My ability to remember song lyrics from the ’80s far exceeds my ability to remember why I walked into the kitchen. Aging is strange. Did you know outside of Orcas, humans are the only other mammal that have the longest post procreation, and for women, postmenopausal stage in life? It’s kind of cruel in a way. Our brain wants to live in its prime when we were at the top of our social game, where we could go out three times a week while holding a full-time job and be at the top of our physical health, where we could carry things without pain and bike all day and not need a week to recover. And for some of us where our marriages were at their peak before the work set in.
Our brains are meant to emphasize those times in our life because at a base level those are the things we needed to survive, not unlike our ancestors remembering things like “Oh yeah, bears like to eat us, we shouldn’t be friends with them,” and “There’s a clean source of water where we won’t get dysentery and die.” These were the skills we needed for survival. And we still experience them albeit on a different cognitive level.
American culture in particular, worse with the advent of influencers, seem to be perpetually chasing youth when in reality our brain and our bodies are meant to change. And I use that word specifically instead of decline. Other cultures around the world, we are the revered aunties and uncles that the youth come to when they aren’t able to talk to their parents or the younger employees asking how to manage a situation because we’ve already been through it. We need to start embracing this time as being a fount of wisdom as opposed to a dried up well. This is why I think it’s always a good idea to have friends that are younger and older than yourself. You can stay in touch with the times and understand the present but also have that wisdom of anticipating the future, positive or not, so it won’t be a surprise when you get there.

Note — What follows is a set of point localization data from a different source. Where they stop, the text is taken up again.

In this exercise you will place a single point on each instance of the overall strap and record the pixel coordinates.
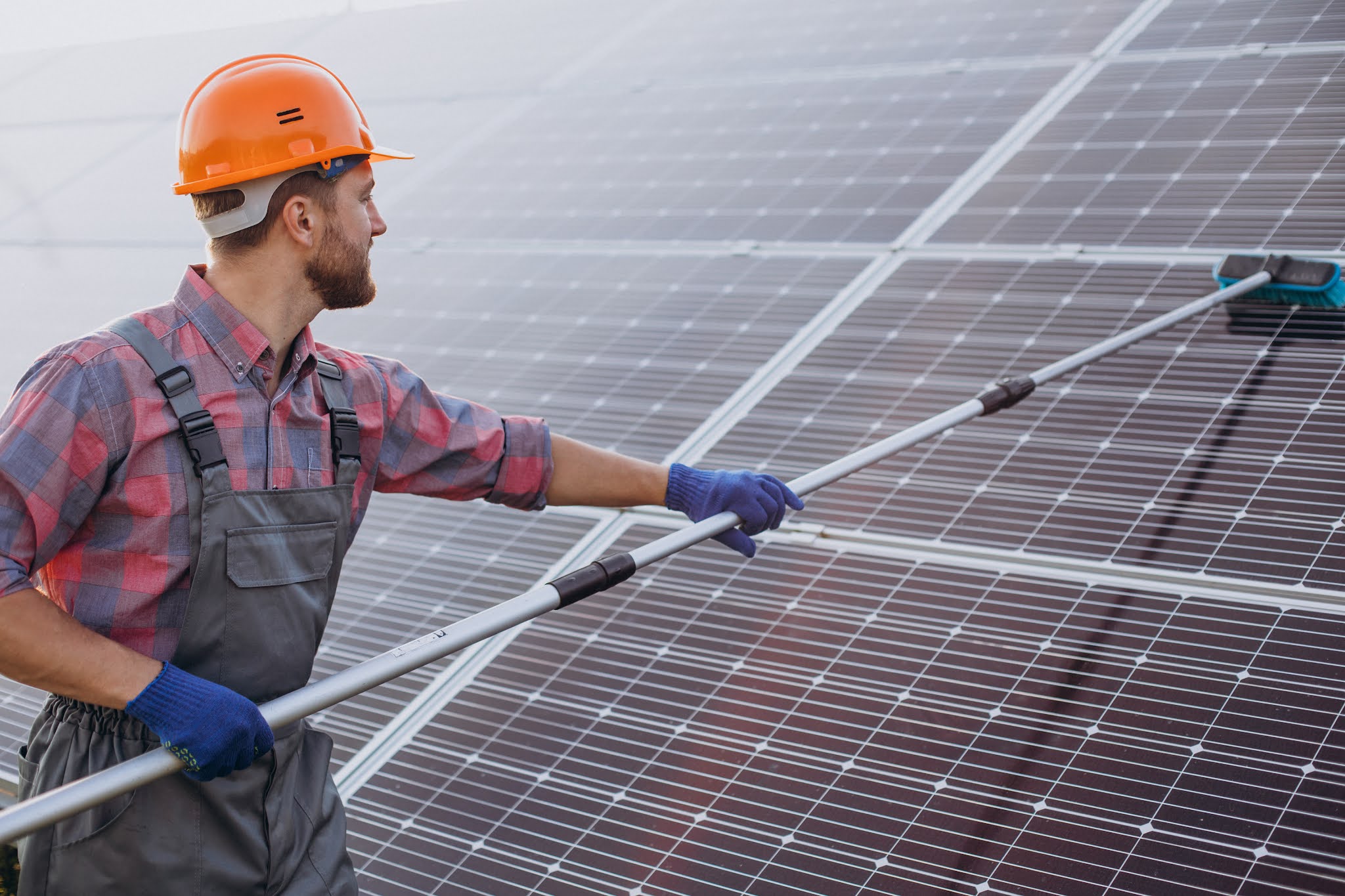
(345, 423)
(198, 427)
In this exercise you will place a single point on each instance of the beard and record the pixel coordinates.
(341, 273)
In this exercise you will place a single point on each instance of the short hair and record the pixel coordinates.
(232, 245)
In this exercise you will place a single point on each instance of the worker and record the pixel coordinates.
(179, 488)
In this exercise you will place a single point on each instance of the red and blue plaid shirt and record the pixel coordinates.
(93, 486)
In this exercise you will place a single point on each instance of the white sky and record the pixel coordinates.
(62, 23)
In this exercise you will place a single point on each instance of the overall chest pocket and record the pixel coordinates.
(282, 581)
(275, 555)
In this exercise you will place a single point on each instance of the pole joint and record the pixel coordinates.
(1006, 393)
(596, 576)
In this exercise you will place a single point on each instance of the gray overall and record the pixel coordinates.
(264, 572)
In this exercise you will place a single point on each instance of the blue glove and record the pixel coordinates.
(211, 729)
(759, 499)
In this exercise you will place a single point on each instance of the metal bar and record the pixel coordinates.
(34, 815)
(69, 800)
(1142, 331)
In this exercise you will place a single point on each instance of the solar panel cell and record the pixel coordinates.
(992, 733)
(1235, 152)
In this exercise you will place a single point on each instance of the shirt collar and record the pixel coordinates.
(232, 336)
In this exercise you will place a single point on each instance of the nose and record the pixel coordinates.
(377, 224)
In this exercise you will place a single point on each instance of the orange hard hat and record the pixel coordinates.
(268, 114)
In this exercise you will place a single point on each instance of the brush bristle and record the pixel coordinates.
(1329, 295)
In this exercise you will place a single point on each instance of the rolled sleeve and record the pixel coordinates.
(54, 461)
(525, 469)
(443, 446)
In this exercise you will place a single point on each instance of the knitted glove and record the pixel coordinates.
(759, 499)
(211, 729)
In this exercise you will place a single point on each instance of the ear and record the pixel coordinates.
(299, 221)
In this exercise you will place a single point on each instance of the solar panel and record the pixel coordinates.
(1197, 449)
(844, 725)
(1237, 152)
(1218, 23)
(827, 160)
(424, 565)
(839, 717)
(704, 39)
(625, 350)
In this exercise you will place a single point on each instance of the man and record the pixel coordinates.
(186, 482)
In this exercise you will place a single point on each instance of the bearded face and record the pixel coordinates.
(341, 273)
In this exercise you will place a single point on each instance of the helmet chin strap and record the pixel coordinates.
(259, 191)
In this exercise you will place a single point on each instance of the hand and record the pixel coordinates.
(759, 499)
(211, 729)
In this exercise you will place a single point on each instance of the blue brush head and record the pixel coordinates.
(1298, 281)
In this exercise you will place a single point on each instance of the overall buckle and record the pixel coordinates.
(198, 431)
(345, 433)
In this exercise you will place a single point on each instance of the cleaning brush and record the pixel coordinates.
(1294, 281)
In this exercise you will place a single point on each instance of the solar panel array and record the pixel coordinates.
(1199, 449)
(1084, 647)
(822, 723)
(1241, 152)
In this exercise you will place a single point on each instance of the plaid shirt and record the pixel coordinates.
(93, 486)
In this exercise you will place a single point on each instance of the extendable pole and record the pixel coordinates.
(46, 809)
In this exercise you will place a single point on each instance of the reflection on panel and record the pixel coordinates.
(1227, 154)
(698, 38)
(19, 704)
(628, 351)
(1216, 23)
(830, 160)
(811, 723)
(417, 566)
(1196, 449)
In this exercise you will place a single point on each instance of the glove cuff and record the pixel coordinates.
(173, 695)
(684, 485)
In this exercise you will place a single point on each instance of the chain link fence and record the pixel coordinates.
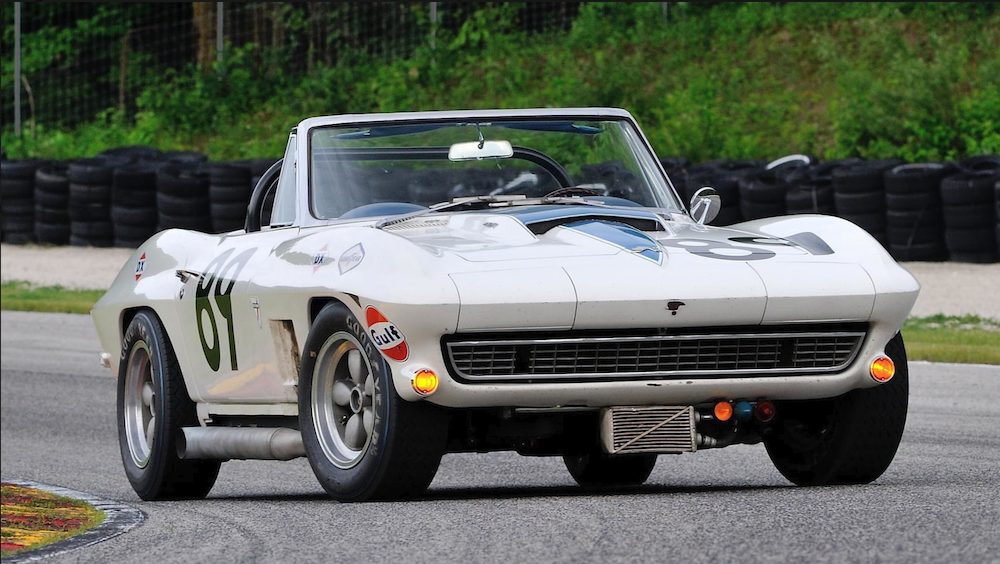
(72, 62)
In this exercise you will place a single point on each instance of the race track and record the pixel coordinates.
(938, 502)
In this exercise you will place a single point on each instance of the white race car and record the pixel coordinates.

Do I like aging? Hell no. It annoys the fuck out of me because I can’t remember the lyrics to that Squeeze song. And I can’t go ski the back bowls for hours on end without needing to sleep in and pop ibuprofen like m&ms the next day. But I’m learning to embrace the suck and revel in the wisdom and experience that I’ve lived a pretty freaking full life in these 56 years. I’m reading a book called “Why We Remember” by C.Ranganath, PhD. He discusses one of the major reasons for cognitive decline is not challenging the plasticity of our brain to learn new things. Getting set in patterns and predictability and routine is actually detrimental to our memory as we age. We need to challenge ourselves. It’s when we struggle that our brains learn the most. Which is why this year I’ve challenged myself become more fluent in Spanish again and attempting to learn Korean because my guilty pleasure is watching a K-drama during my off weeks.
My lesson is this, fight for your health, forget about chasing youth. We’re not built that way. Protect your body AND your brain. I am totally convinced my grandfather lived into his mid-90s because he did a crossword puzzle everyday, puttered in his shop and ate the freaking pie. I don’t feel my age but it’s okay on days that I do. I am the healthiest I’ve been in a decade and blessed to have people that have traveled with me along the way, whether for a moment or a while. Drink your water, find happiness in the present, and recycle when you can. Thanks for sharing my journey.